3. Zone File Charset

Zone master files SHOULD use the UTF-8 charset defined in [RFC2279].

Implementations MAY also allow and detect UTF-16 and and UTF-32 (Section 2.5 of [Unicode]) character encodings.

A BOM (U+FEFF) at the beginning ot a master file SHOULD be removed.


4. Arbitrary Octets

Arbitrary octets can be embedded in domain-names using the "\DDD" escape mechanism defined in Section 5.1 of [RFC1035], i.e. by using a "\", followed by a three-digit octal representation of that characters.

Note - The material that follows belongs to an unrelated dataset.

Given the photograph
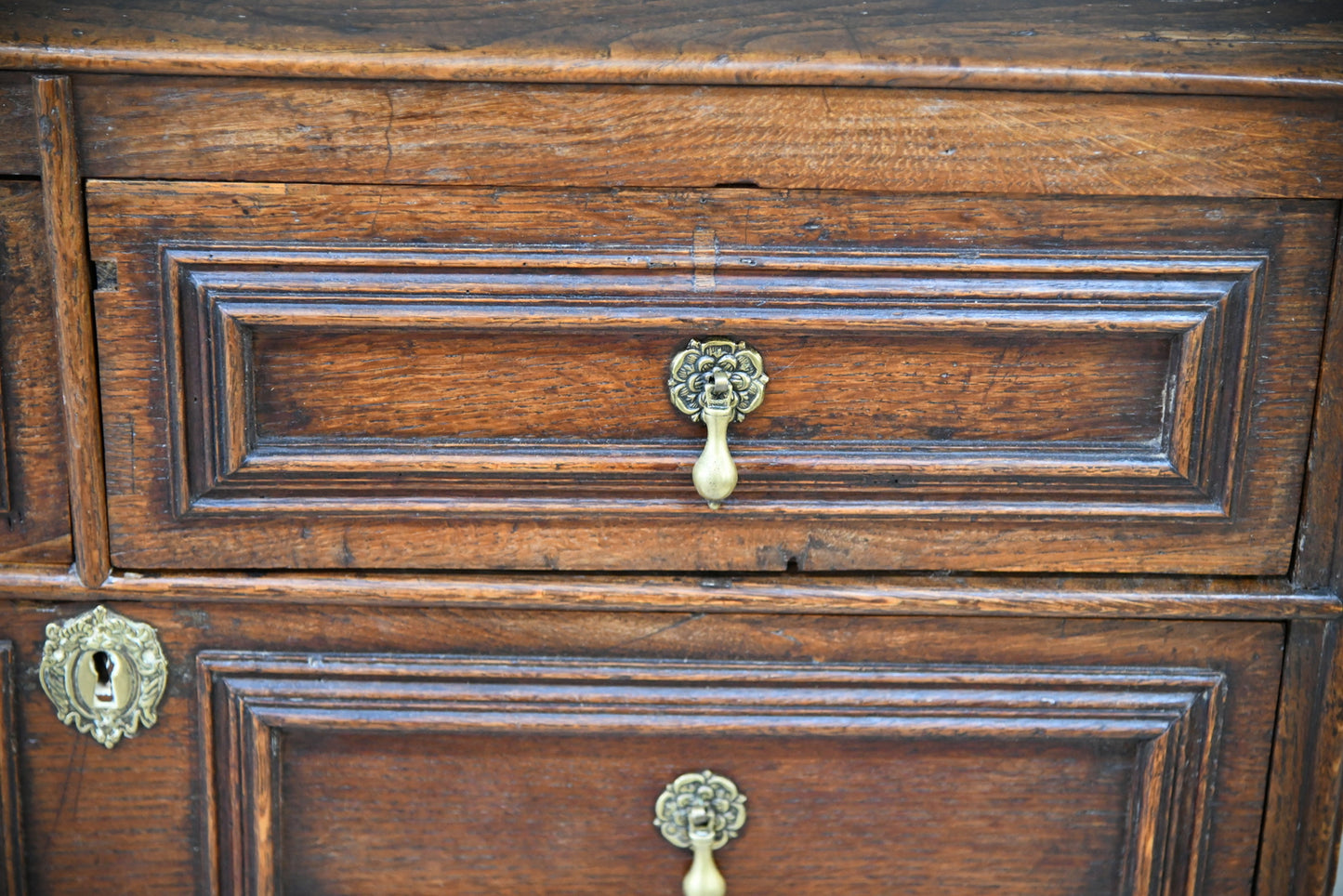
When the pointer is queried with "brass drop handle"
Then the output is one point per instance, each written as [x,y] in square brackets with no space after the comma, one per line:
[716,382]
[702,811]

The normalisation ensures that these escaped characters are passed through the X-IDNA processing as-is. When all X-IDNA labels have been converted to ACE form, the zone can be inserted into the server's database normally, decoding the octets during the converstion to binary form.


5. IANA Considerations

This memo includes no request to IANA.


6. Security Considerations

See the Security Considerations of [I-D.ietf-idnabis-defs] and [I-D.ietf-idnabis-bidi] for information on other issues.


7. References

7.1. Normative References

[I-D.ietf-idnabis-bidi] Alvestrand, H. and C. Karp, "Right-to-left scripts for IDNA", draft-ietf-idnabis-bidi-07 (work in progress), January 2010.

[I-D.ietf-idnabis-defs] Klensin, J., "Internationalized Domain Names for Applications (IDNA): Definitions and Document Framework", draft-ietf-idnabis-defs-13 (work in progress), January 2010.

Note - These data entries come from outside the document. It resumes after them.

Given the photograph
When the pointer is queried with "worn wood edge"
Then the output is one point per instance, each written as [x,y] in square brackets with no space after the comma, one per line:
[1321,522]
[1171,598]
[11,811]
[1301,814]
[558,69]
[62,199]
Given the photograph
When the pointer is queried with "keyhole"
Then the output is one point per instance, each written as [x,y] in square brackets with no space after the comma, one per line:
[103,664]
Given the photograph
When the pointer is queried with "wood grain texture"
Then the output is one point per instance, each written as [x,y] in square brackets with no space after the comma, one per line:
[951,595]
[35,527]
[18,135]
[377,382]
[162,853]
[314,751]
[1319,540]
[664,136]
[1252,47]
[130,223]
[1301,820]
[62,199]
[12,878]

[I-D.ietf-idnabis-protocol] Klensin, J., "Internationalized Domain Names in Applications (IDNA): Protocol", draft-ietf-idnabis-protocol-18 (work in progress), January 2010.

[I-D.teint-xidna-base] Teint, N., "Extending IDNA to Other Protocols (X-IDNA)", draft-teint-xidna-base-00 (work in progress), February 2010.

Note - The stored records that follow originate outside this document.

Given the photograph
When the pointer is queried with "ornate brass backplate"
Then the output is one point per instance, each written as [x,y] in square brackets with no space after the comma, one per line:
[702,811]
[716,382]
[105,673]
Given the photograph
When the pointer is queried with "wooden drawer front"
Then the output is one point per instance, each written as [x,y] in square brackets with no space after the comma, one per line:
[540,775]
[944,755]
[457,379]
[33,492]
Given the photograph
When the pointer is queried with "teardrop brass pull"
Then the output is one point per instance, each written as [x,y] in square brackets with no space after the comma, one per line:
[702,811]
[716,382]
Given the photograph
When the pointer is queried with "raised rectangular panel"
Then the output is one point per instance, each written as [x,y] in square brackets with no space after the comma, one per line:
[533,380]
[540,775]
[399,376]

[RFC1035] Mockapetris, P., "Domain names - implementation and specification", STD 13, RFC 1035, November 1987.

[RFC2119] Bradner, S., "Key words for use in RFCs to Indicate Requirement Levels", BCP 14, RFC 2119, March 1997.

[RFC2279] Yergeau, F., "UTF-8, a transformation format of ISO 10646", RFC 2279, January 1998.

[Unicode] Unicode Consortium, "Unicode Standard, Version 5.2", December 2009, <http://www.unicode.org/versions/Unicode5.2.0/>.

7.2. Informative References

[I-D.teint-xidna-email] Teint, N., "An X-IDNA Profile for Electronic Mail Addresses", draft-teint-xidna-base-00 (work in progress), February 2010.

In the plain text version of this memo, the sequence "&#nnnn;" denotes the literal Unicode character number nnnn (decimal).

Unicode: 例。テスト

Normalised: 例.テスト
Extracted: L:"例", S:".", L:"テスト"
Converted: L:"xn--fsq", S".", L:"xn--zckzah"
Re-Assembled: xn--fsq.xn--zckzah

Unicode: lieselotte\.m\ueller.example.net

Normalised: lieselotte\.mueller.example.net
Extracted: L:"lieselotte" S:"\." L:"mueller" S:. L:"example" S:"." L:"net"
Converted: L:"lieselotte" S:"\." L:"xn--mller-kva" S:. L:"example" S:"." L:"net"
Re-Assembled: lieselotte\.xn--mller-kva.example.net

Unicode: -αλφα-βῆτα-γάμμα

Normalised: -αλφα-βῆτα-γάμμα
Extracted: S:"-" L:"αλφα-βῆτα-γάμμα"
Converted: S:"-" L:"xn-----x8brabcel8esaa2hya7368h"
Re-Assembled: -xn-----x8brabcel8esaa2hya7368h

Unicode: hans\x00muell\x65r\x01-foo

Normalised: hans\x00\mueller\x01\-foo
Extracted: L:"hans" S:"\" L:"x00", S:"\" L:"mueller" S:"\", L:"x01" S:"\-" L:"foo"
Converted: L:"hans" S:"\" L:"x00", S:"\" L:"xn--mller-kva" S:"\", L:"x01" S:"\-" L:"foo"
Re-Assembled: hans\x00\xn--mller-kva\x01\-foo
Equivalent: hans\x00xn--mller-kva\x01-foo

The following two zone master files define exactly the same content for the actual zone:

Unicode form:

$ORIGIN 例。テスト
@ IN SOA αλφα (lieselotte\.mueller.example.net 20 7200 600 3600000 60 )
NS αλφα
NS βῆτα
NS γάμμα
αλφα A 10.1.1.1
βῆτα A 10.2.2.2
γάμμα A 10.3.3.3

ACE form:

$ORIGIN xn--fsq.xn--zckzah
@ IN SOA xn--mxaa3a7b (lieselotte\.xn--mller-kva.example.net 20 7200 600 3600000 60 )
NS xn--mxaa3a7b
NS xn--mxab8c899n
NS xn--hxake1ba
xn--mxaa3a7b A 10.1.1.1
xn--mxab8c899n A 10.2.2.2
xn--hxake1ba A 10.3.3.3

Please note the email address embedded in the SOA record, the conversion of which is compatible with [I-D.teint-xidna-email].